The world's most popular pen pal Santa Claus is getting snowed under with mail.
But jolly old St. Nick is thrilled with all the letters he's getting from children from all around the world.
Santa's helpers say thousands of letters are arriving at the North Pole's post office every day.
Children are encouraged to send their letters soon, so Santa has time to respond, and are reminded to include their return address.
Canada Post says Santa will soon receive his 20 millionth letter since the agency began counting his mail 30 years ago.
This year, Santa expects to get about 1.25 million letters and has about 9,000 postal elves helping him respond.
"Santa's post office is almost as busy as Santa's toy shop," says Sally, Santa's chief postal elf.
Among the letters Santa has received this year is one from six-year-old Sienna, who lives in Ottawa.
She would like a camera for Christmas to take pictures of her family, and also asked Santa to bring a gift for her sister.
Otherwise, she wrote, her sister "will take all of my stuff!"
Santa also got a chuckle from a letter written by Daniel in Nova Scotia.
"Last year I think you got stuck in our chimney a bit because there were dirty footprints on our carpet!" he wrote.
Send your own letter to Santa here:
NORTH POLE H0H 0H0
Check out some interesting facts about the man we know as Mr. Claus:
Could you imagine writing a million letters in a year? No? Well the faithful elves at Canada Post can. Every year, they help Santa respond to more than a million letters and emails in dozens of languages -- even braille. Talk about impressive. Canada has even secured a postal code for Santa -- HOH OHO.
Santa has been hanging out at malls and having kids sit on his lap since 1890. Santa's workshop or Santa's Grotto are common names for the little set ups in shopping centres around the world. It's not always easy for Santa at the mall -- he has to contend with endless noise, overheating from wearing his suit, crying kids, and the occasional strawberry in the head, according to one Santa, who revealed all last year to AOL News.

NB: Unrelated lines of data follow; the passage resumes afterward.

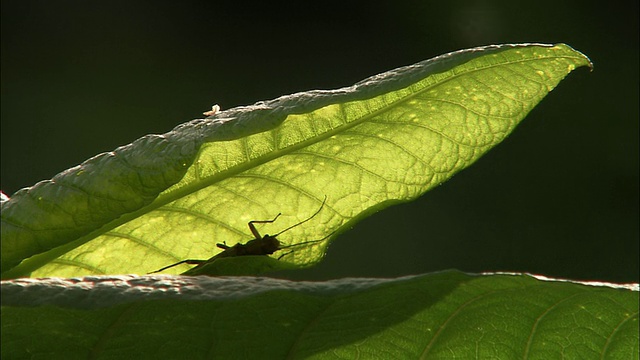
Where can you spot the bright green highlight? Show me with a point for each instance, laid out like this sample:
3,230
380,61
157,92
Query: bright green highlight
385,140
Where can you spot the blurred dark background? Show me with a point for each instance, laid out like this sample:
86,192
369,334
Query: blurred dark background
559,197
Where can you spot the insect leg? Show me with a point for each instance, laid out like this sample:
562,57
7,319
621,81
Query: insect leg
253,229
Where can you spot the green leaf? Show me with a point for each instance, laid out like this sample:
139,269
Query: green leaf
387,139
448,315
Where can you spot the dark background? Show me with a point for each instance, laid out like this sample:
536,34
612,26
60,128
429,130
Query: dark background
559,197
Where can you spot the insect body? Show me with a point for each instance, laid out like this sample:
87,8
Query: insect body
214,110
260,245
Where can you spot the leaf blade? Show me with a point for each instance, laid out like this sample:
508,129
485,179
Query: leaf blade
387,139
435,316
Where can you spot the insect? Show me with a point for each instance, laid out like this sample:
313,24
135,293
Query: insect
260,245
214,110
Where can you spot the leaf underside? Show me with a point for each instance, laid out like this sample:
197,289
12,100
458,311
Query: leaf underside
448,315
387,139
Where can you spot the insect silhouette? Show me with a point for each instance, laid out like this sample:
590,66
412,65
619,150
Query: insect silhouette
260,245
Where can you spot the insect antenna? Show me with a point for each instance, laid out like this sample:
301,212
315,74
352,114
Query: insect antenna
304,243
304,221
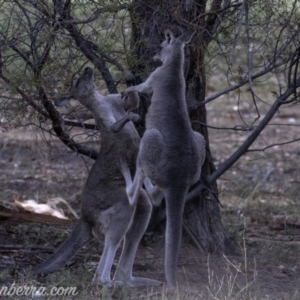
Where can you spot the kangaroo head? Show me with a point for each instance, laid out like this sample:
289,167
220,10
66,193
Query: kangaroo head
172,45
81,88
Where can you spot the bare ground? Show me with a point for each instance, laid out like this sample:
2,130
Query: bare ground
261,207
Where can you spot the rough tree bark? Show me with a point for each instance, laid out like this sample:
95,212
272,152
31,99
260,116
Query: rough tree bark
149,20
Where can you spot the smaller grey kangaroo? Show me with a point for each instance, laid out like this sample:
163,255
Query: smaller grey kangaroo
105,207
171,154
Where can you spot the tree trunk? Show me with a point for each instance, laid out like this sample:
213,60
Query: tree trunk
150,19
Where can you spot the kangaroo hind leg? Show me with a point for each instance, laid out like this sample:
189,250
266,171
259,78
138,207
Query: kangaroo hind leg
132,238
175,198
117,220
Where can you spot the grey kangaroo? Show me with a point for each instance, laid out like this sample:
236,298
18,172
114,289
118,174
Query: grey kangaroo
171,154
105,207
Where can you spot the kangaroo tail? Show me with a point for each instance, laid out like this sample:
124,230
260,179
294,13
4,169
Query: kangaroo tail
81,234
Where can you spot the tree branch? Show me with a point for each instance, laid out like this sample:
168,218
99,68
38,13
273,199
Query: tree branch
84,45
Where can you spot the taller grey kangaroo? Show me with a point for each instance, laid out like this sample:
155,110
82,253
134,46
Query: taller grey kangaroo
171,154
105,207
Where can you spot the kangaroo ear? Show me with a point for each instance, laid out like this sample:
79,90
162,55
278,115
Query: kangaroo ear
186,37
169,36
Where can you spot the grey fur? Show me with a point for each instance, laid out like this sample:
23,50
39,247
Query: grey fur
171,154
105,207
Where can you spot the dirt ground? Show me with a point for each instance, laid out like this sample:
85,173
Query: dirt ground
261,205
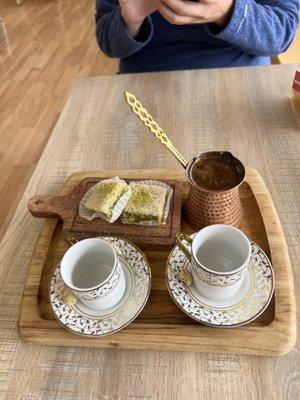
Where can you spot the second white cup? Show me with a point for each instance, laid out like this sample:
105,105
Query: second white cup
92,271
219,258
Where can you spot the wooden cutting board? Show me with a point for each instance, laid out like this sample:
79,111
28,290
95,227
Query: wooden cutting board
162,325
65,208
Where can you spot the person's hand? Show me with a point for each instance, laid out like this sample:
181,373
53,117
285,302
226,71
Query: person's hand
181,12
135,11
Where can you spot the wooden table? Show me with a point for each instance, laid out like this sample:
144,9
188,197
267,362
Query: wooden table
244,110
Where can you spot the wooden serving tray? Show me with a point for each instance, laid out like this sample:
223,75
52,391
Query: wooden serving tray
162,325
65,208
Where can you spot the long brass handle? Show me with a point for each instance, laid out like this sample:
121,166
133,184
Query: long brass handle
147,119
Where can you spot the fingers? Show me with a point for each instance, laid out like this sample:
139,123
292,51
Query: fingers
186,8
174,17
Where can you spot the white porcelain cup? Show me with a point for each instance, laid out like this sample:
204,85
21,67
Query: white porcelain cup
219,256
91,270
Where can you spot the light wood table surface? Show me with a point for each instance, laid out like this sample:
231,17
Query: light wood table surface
246,111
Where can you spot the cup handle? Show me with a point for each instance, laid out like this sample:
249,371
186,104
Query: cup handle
180,238
71,240
69,297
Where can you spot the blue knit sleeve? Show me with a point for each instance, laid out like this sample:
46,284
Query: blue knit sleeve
261,27
111,33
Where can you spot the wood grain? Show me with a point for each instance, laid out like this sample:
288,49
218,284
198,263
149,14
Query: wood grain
66,209
44,47
274,333
240,110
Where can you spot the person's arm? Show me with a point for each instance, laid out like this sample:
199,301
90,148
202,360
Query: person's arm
113,36
260,27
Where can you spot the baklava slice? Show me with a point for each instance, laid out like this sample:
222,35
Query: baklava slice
106,200
148,204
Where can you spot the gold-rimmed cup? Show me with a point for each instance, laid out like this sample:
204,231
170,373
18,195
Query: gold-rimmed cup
219,256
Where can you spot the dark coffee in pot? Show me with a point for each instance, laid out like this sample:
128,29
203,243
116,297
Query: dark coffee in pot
216,171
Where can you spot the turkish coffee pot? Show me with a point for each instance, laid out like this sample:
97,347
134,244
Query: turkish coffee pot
214,178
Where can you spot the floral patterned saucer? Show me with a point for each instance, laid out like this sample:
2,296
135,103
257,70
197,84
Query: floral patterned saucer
250,302
85,321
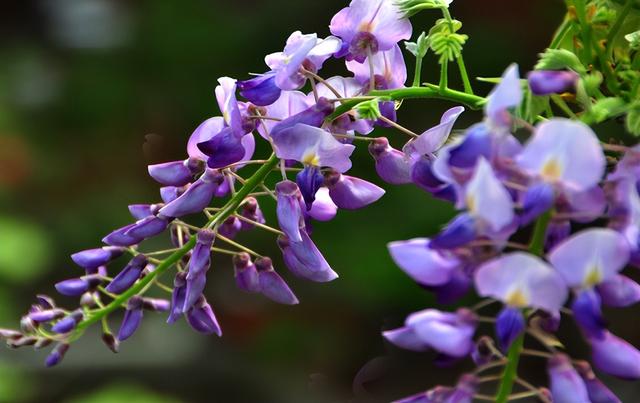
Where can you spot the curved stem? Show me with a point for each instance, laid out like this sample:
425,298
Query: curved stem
510,373
430,91
613,33
228,209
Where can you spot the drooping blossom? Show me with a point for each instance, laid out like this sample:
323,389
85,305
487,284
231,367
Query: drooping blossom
448,333
369,26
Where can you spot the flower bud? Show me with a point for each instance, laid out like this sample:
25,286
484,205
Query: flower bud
546,82
93,258
351,193
246,273
392,165
111,342
68,323
132,318
202,319
56,355
128,276
272,285
196,197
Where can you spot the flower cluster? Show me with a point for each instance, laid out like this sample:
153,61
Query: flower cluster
557,184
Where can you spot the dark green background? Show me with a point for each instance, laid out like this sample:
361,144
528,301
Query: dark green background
82,82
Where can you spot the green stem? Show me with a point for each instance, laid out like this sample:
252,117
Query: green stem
256,179
613,33
561,33
536,247
585,30
417,76
465,77
510,370
444,75
430,91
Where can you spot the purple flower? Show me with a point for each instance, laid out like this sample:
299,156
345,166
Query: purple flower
288,105
128,276
198,266
300,51
598,392
312,146
510,324
351,193
487,200
94,258
566,385
433,139
546,82
251,210
68,323
323,208
176,173
178,297
590,257
392,165
77,286
261,90
369,26
564,153
447,333
220,145
246,273
202,319
230,227
424,265
305,260
289,209
56,355
615,356
619,291
535,284
132,318
389,69
309,180
196,197
272,285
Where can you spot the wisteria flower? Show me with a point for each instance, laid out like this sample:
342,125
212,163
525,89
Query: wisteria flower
369,26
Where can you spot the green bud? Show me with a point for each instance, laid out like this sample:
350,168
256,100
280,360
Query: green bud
633,119
420,47
558,59
369,109
634,40
412,7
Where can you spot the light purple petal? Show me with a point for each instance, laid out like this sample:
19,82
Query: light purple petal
426,266
352,193
433,139
313,146
521,280
487,199
565,152
323,208
590,257
388,65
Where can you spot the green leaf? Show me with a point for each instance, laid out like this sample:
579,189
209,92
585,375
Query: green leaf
634,40
606,108
559,59
369,109
447,45
633,119
420,47
412,7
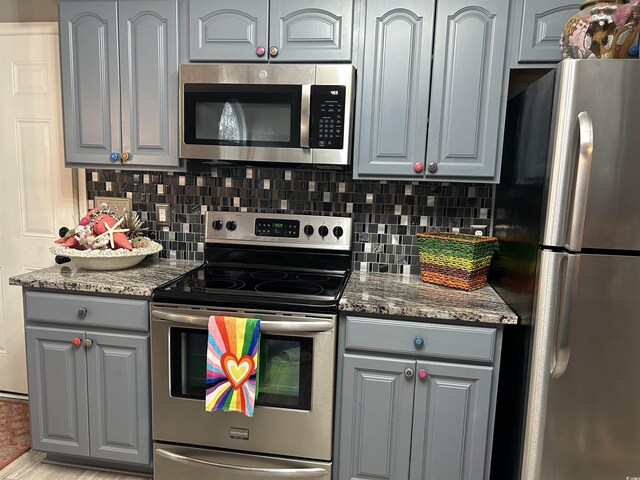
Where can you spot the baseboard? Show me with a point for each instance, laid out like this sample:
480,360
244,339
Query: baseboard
13,396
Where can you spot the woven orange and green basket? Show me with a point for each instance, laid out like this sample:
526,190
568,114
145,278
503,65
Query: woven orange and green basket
456,260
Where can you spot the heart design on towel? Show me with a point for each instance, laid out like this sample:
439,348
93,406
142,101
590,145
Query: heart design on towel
237,371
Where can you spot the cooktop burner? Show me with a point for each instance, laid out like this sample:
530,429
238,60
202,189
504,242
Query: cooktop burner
265,272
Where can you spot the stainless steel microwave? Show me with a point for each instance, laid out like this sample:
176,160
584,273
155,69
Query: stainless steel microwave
296,114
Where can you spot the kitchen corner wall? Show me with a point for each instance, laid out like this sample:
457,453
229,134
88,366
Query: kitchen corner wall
386,214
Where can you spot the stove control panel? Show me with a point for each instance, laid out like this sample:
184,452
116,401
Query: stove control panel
304,231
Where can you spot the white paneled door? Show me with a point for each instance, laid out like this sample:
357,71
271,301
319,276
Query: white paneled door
36,191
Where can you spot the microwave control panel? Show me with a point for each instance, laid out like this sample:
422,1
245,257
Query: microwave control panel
327,116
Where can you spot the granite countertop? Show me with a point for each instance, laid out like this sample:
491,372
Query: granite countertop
136,281
385,294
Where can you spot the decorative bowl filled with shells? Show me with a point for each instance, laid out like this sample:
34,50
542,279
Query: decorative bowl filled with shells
101,241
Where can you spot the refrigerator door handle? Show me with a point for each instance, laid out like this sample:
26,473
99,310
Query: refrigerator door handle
562,350
585,157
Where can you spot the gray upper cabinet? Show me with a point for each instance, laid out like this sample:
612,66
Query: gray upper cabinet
443,123
88,388
536,30
466,96
90,81
228,30
279,30
119,64
393,87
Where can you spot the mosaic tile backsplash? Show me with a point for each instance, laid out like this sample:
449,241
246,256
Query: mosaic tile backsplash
386,214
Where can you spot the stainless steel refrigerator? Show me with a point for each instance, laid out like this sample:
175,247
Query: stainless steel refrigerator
567,216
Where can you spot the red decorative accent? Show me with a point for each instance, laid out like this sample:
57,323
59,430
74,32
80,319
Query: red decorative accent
119,239
237,371
70,242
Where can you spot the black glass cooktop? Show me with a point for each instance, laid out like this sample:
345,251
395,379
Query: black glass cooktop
259,278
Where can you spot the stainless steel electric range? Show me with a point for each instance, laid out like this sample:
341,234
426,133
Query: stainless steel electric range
289,271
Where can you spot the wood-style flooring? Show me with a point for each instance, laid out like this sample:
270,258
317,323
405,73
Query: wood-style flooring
29,466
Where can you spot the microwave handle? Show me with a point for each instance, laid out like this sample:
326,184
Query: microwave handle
305,116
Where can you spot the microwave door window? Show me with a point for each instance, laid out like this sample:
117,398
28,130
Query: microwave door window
243,118
231,127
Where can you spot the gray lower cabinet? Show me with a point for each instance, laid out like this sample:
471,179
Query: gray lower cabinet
413,406
275,30
88,387
119,62
536,30
419,121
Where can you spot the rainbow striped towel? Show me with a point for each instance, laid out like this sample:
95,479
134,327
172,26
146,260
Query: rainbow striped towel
232,364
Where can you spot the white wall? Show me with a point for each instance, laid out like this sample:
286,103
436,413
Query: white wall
28,11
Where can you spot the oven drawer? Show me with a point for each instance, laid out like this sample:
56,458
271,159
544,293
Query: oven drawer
172,462
421,339
86,310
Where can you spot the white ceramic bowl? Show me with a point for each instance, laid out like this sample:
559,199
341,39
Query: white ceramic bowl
106,259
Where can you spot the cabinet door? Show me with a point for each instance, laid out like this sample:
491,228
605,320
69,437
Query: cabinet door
90,81
451,421
228,30
148,34
309,31
539,34
118,385
375,431
57,391
393,81
467,96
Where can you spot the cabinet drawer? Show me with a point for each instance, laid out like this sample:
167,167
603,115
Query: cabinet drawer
100,311
439,341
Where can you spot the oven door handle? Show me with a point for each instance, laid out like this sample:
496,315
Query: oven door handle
314,472
265,325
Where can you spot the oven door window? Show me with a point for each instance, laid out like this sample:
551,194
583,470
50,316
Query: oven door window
284,368
242,115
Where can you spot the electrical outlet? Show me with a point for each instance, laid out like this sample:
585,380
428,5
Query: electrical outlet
162,214
118,206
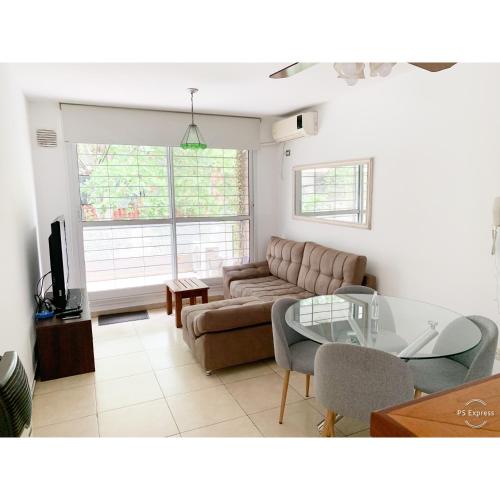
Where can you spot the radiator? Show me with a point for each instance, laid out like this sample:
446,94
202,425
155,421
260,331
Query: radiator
15,396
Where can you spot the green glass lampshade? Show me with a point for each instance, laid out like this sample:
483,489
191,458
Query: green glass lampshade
193,139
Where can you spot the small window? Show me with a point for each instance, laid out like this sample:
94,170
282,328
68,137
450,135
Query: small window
336,193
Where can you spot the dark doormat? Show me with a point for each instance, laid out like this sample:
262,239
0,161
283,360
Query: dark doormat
110,319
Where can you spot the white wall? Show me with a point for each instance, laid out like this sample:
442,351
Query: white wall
435,141
266,190
18,251
52,184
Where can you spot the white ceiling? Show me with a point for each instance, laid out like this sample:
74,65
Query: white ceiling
230,88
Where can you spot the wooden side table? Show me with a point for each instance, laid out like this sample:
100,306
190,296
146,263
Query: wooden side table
183,289
65,348
470,410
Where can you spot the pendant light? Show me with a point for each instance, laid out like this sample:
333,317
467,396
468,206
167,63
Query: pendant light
192,138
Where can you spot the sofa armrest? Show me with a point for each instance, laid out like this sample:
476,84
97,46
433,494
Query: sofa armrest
231,318
242,272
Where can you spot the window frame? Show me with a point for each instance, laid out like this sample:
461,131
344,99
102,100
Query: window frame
78,224
297,192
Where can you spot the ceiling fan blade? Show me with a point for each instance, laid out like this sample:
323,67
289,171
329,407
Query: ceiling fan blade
434,67
291,70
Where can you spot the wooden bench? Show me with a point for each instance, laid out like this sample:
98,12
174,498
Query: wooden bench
183,289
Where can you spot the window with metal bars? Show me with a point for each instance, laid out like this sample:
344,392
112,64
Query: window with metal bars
154,213
338,193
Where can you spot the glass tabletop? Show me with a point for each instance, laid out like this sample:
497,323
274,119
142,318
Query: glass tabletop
407,328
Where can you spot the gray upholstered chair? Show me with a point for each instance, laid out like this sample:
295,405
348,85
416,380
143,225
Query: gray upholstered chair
354,381
292,351
354,289
439,374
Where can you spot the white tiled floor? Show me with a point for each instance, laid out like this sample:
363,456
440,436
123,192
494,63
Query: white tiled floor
147,384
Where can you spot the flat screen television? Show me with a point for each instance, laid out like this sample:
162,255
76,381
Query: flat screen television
59,262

According to Canada the North Pole lands in Canada's jurisdiction in postal code HOH OHO and in 2008, Jason Kenney, Canada's minister of Citizenship, Immigration and Multiculturalism, formally awarded Canadian citizenship status to Santa Claus. "The Government of Canada wishes Santa the very best in his Christmas Eve duties and wants to let him know that, as a Canadian citizen, he has the automatic right to re-enter Canada once his trip around the world is complete," Kenney said in an official statement.
Although he is iconic, Santa does vary a little from country to country. Take for example, the traditional Dutch Sinterklaas. Sinterklaas lives in Spain during the year, and he sails to The Netherlands on his boat at the end of December. He has a helper named Zwarte Piet, which translates to Black Peter. Piet was once an Ethiopian slave that Sinterklaas freed, so Piet decided to thank him by helping him deliver presents and toss candy during the holiday season. In North America if you're bad, you get a lump of coal. In The Netherlands, if you are bad, you get tossed in Piet's bag and taken back to Spain. Sinterklaas also leaves money and candy in the shoes of Dutch children.
Santa's a pretty hip guy for being as old as he is. He's up on the technology nowadays. Because as our world advances, so does Santa's! You can track Santa on Christmas Eve and see where he's dropping presents off with his sleigh and reindeer posse in tow on the internet. But NORAD has actually been tracking Santa since 1955 -- via the radio, television, and print updates. Everyone always wants to know where Santa is.